More & more businesses are migrating to voice over IP these days. Convergence offers the possibility of reducing costs and infrastructure maintenance headaches while providing access to the latest in voice, video and collaborative networking. Deploying these new applications in the manner of a traditional application however will not be successful. VoIP may be a data application but it does not behave like a typical data application. Moreover, it is often the highest profile application in an enterprise. When the phones are not working properly, everyone knows.

Combat’s VoIP Readiness Assessment (VRA) will help you get it right, right from the start. It will provide an understanding of the current behavior of your network and the impact introducing VoIP will have. Importantly this will include the impact that voice may have on existing critical data applications as well as data’s impact on voice.

A VRA from Combat Networks uses data from a variety of sources to develop a complete view of the network. Utilization statistics from SNMP and RMON will be gathered to establish network baselines and build performance requirements. Fluke Networks tools generate synthetic calls and monitor network latency, jitter and loss, providing MOS or R value scores to assess quality. Concurrently, network performance management tools actively monitor application traffic and test actual applications and servers. This enables Combat to analyze the interaction among the critical applications. Passive performance information from IP PBX’s, gateways and other network components will also be evaluated.

By following the VoIP ‘best practices’ throughout the VoIP lifecycle, will help keep your VoIP at optimum performance. The four factors you should consistently follow are:

Baselining of the bandwidth and performance requirements

Adding the VoIP calls

Management and monitoring of the converged voice and data

Optimizing performance as changes on the network occur

Highlights of the VRA Include:

o        Remote based Assessment (Onsite Option is also available)
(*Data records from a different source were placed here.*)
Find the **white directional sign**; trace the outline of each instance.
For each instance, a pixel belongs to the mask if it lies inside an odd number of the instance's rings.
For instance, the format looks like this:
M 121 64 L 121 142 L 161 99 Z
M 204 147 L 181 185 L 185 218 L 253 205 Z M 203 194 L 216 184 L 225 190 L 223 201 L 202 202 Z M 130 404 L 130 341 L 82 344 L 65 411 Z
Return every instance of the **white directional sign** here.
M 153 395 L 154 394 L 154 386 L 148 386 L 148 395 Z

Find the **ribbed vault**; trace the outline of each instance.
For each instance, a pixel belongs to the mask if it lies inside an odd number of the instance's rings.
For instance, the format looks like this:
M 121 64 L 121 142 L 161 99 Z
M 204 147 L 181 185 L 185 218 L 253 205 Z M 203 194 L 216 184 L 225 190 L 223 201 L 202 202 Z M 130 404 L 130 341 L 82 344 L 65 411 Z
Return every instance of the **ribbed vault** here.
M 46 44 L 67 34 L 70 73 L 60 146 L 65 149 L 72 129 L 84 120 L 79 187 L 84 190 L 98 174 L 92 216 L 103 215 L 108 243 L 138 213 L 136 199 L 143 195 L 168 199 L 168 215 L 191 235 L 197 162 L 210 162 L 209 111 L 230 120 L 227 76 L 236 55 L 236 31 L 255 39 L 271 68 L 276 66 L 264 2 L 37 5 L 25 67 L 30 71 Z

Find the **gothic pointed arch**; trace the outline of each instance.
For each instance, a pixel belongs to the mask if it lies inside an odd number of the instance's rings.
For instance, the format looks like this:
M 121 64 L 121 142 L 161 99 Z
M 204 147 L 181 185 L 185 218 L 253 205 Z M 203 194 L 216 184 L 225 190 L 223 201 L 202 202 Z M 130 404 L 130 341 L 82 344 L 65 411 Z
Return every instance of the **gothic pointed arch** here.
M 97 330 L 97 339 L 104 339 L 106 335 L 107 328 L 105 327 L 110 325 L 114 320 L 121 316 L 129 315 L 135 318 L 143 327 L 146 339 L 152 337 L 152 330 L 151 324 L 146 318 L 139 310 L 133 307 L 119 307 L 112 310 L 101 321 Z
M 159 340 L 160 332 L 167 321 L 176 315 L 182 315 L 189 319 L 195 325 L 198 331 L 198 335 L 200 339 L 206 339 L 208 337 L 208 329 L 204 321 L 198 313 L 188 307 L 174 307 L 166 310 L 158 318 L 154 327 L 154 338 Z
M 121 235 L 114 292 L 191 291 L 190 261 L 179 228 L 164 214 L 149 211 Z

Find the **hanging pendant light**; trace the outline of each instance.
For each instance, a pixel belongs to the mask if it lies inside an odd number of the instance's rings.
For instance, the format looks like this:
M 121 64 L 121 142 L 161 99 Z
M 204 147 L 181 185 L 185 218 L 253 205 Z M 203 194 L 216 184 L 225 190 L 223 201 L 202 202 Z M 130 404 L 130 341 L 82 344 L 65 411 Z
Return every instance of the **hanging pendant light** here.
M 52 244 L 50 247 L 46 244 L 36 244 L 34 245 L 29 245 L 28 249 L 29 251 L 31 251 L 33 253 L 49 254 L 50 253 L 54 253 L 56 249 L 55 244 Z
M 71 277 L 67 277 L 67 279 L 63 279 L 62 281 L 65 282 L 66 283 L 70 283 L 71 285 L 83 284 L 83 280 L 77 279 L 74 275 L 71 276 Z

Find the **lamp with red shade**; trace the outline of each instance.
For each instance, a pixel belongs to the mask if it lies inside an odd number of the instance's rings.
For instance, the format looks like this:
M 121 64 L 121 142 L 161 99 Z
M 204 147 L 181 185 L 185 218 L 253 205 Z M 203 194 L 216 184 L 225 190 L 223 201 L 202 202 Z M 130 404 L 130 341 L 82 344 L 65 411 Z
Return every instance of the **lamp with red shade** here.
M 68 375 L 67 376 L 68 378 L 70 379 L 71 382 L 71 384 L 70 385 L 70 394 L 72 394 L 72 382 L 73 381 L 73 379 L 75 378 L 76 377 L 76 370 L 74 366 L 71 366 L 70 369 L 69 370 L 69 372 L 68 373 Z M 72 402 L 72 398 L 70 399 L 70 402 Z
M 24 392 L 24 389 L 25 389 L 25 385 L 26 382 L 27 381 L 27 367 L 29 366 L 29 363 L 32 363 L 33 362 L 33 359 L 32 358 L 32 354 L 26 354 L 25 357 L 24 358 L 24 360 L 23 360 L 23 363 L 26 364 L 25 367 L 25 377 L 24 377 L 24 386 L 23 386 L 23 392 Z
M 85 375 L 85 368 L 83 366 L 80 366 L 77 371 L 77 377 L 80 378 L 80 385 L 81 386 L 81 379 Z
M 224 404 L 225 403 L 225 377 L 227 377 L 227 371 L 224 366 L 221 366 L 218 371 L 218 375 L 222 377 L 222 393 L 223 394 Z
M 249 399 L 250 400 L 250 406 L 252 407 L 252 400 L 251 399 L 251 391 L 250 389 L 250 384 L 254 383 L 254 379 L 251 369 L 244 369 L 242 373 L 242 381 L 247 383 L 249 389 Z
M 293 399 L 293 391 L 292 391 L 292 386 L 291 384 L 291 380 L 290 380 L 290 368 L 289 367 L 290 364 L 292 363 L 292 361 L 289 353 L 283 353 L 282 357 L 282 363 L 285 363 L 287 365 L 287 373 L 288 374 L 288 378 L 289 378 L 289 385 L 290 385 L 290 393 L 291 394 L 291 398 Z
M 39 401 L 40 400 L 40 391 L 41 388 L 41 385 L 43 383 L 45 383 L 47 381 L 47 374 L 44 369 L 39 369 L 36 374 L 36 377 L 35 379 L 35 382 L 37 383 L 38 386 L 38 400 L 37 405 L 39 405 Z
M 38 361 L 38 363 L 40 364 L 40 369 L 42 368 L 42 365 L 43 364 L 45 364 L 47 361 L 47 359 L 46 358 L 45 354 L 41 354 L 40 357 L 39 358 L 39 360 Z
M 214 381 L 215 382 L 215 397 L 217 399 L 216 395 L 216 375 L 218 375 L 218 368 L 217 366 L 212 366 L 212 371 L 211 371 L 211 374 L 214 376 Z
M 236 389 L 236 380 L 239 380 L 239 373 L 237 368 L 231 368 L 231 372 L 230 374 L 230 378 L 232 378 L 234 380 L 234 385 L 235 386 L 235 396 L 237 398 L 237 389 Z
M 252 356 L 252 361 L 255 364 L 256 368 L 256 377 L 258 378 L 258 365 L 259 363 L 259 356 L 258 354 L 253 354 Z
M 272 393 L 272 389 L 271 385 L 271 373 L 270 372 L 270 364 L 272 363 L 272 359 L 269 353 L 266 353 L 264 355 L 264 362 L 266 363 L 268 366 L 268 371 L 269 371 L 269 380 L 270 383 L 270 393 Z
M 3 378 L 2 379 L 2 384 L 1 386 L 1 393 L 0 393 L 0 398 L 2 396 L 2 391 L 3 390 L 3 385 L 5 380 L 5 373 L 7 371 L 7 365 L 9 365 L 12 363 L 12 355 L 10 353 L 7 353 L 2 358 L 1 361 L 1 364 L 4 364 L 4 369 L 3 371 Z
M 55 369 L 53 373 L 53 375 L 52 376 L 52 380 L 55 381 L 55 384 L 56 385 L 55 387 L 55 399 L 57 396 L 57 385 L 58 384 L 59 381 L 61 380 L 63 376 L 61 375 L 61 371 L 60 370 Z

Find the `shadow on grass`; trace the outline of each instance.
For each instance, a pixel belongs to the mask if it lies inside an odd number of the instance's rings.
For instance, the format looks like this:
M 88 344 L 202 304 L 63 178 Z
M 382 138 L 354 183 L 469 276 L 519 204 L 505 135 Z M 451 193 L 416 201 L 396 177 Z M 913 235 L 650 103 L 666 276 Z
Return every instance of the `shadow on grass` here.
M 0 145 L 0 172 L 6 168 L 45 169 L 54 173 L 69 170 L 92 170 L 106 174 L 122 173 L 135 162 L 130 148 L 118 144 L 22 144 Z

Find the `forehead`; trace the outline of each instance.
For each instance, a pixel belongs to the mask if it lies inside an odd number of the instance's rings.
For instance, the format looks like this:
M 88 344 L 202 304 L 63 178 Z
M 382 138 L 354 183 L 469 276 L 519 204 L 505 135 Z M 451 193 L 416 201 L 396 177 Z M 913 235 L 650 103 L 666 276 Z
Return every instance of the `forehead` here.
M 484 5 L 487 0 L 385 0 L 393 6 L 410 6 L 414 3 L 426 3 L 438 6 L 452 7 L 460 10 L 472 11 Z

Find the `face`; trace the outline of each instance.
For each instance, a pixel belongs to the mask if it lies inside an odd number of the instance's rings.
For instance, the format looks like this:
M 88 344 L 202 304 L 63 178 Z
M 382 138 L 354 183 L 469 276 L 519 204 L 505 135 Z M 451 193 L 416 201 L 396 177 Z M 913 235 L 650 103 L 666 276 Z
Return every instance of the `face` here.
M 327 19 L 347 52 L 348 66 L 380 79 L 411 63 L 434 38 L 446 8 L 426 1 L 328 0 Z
o        Simulated Testing based on appliances deployed at the network device level

o        Multiple simulated synthetic VoIP calls

o        Passive Monitoring of  performance

o        Report of conditions that affect service quality

o        MOS, CoS settings and degradation factors; Delay, packet loss and jitter

o        Concurrent number of VoIP calls over each link

o        Recommend corrective actions to improve MOS score.

How A Remote assessment Works


Combat utilizes Fluke Networks tools to remotely monitor and analyze your network. Distributed probes gather data that is retrieved securely over a VPN tunnel by a dedicated server and examined by Combat’s in-house engineering team. Combat can scale the solution to match even the largest networks. Monitoring can take place end-to-end, on any individual segment and anywhere in between.



Testing Methodology Used

Simulated Testing

The Fluke appliance allows Combat to both passively monitor the network as well as generate synthetic calls to simulate traffic. This allows us to measure VoIP call quality and capacity. It allows us to see your network under simulated load situations, testing and stressing all components and the QoS. This approach allows us to provide Industry standard measurements for MOS, R Factor, Jitter, Packet Loss or Delay to be examined. If the call quality is above acceptable the networks is deemed ready.




Deliverables

Combat’s VRA Service deliverables include:

Comprehensive IP telephony readiness report that analyzes network performance, utilization and available capacity to support IP telephony

Recommended/Suggested corrective actions to get your network ready for IP telephony.

This service is typically delivered remotely from Combat HQ.


Conclusion

In today’s converged world, you need to take a multi-faceted approach to successfully deploy a VoIP network. As an absolute necessity, you will require the up-front assessment to establish a baseline as the first step, but this by itself, is not a guarantee for a successful deployment. Ongoing monitoring and management are keys to maintaining a solid VoIP infrastructure.